Eine Stradivari für jedermann und für immer

Vor zwei Jahren ging die Stadt Cremona in einen Lockdown – für die Musik. Die wertvollen Instrumente wurden digitalisiert. Nun, zwei Jahre später, stehen 100.000 Stradivari-Töne zur Verfügung.

Von Susanne Zobl

Ihr Klang ist einzigartig, extravagant, elaboriert. Mythos und Wirklichkeit zugleich, hölzerne, lackierte Wirklichkeit mit vier Saiten. Seit 300 Jahren sind sie auf der Welt, die Geigen, Bratschen und Celli von Antonio Stradivari. An die tausend Instrumente sollen in seiner Werkstatt in der norditalienischen Stadt Cremona entstanden sein, die besten zwischen 1700 und 1725, in der „goldenen Periode“. Der Wert jedes einzelnen wird auf Millionen geschätzt – das teuerste, eine Bratsche, konkret die „Macdonald“-Viola wurde von Sotheby’s 2014 um 45 Millionen Dollar angeboten. Käufer hat sich bis heute keiner gefunden. Unter den Geigen liegt die „Lady Blunt“ (1711) in Führung. Sie gehörte einst Anne Blunt, der Enkelin des Dichters Lord Byron und wurde mit 15,9 Millionen Dollar (11 Millionen Euro) versteigert. Unschätzbar ist jedoch der musikalische Wert dieser Instrumente.

Wie lange noch?

Wie viele Generationen diesen Klang aber noch erleben werden, weiß niemand. Thomas Koritke von E-Instruments in Deutschland will diesen Klang für die Nachwelt bewahren – durch Digitalisierung. 2019 hatte er die Verantwortlichen im Museo del Violino in Cremona von seinem Vorhaben überzeugt. Das italienische Start-up Audiozone Studios, die Stadt Cremona und das internationale Netzwerk „Friends of Stradivari“ unterstützten das Projekt. Vier Instrumente wurden vom Museum ausgewählt: die Violinen Antonio Stradivari „Vesuvius“ 1727, die Guarneri del Gesù „Prince Doria 1734, die Bratsche Girolamo Amati „Stauffer“ 1615 und das Cello Antonio Stradivari „Stauffer“ 1700.

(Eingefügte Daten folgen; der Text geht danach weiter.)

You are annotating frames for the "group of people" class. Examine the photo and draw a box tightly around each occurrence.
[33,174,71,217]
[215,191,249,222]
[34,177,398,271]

Vier Musiker spielten jeden Ton in sämtlichen Varianten. Fünf Wochen, von 7. Jänner bis 9. Februar 2019, hatten sie dafür Zeit. 32 Mikrofone waren im Auditorium Arvedi im Violin-Museum in Cremona positioniert. Das Problem: Diese Geräte waren so sensibel, dass sie nicht nur die Töne im Saal aufnahmen, sondern jeden Schritt auf dem Kopfsteinpflaster der umliegenden Straßen. Also Sperre. Nicht genug damit. Auch die Bewohner waren zur Ruhe angehalten. Sogar der Aufprall eines Trinkglases in einer der benachbarten Bars wurde von den Mikros dokumentiert. Einzige Lösung: alles still zu legen.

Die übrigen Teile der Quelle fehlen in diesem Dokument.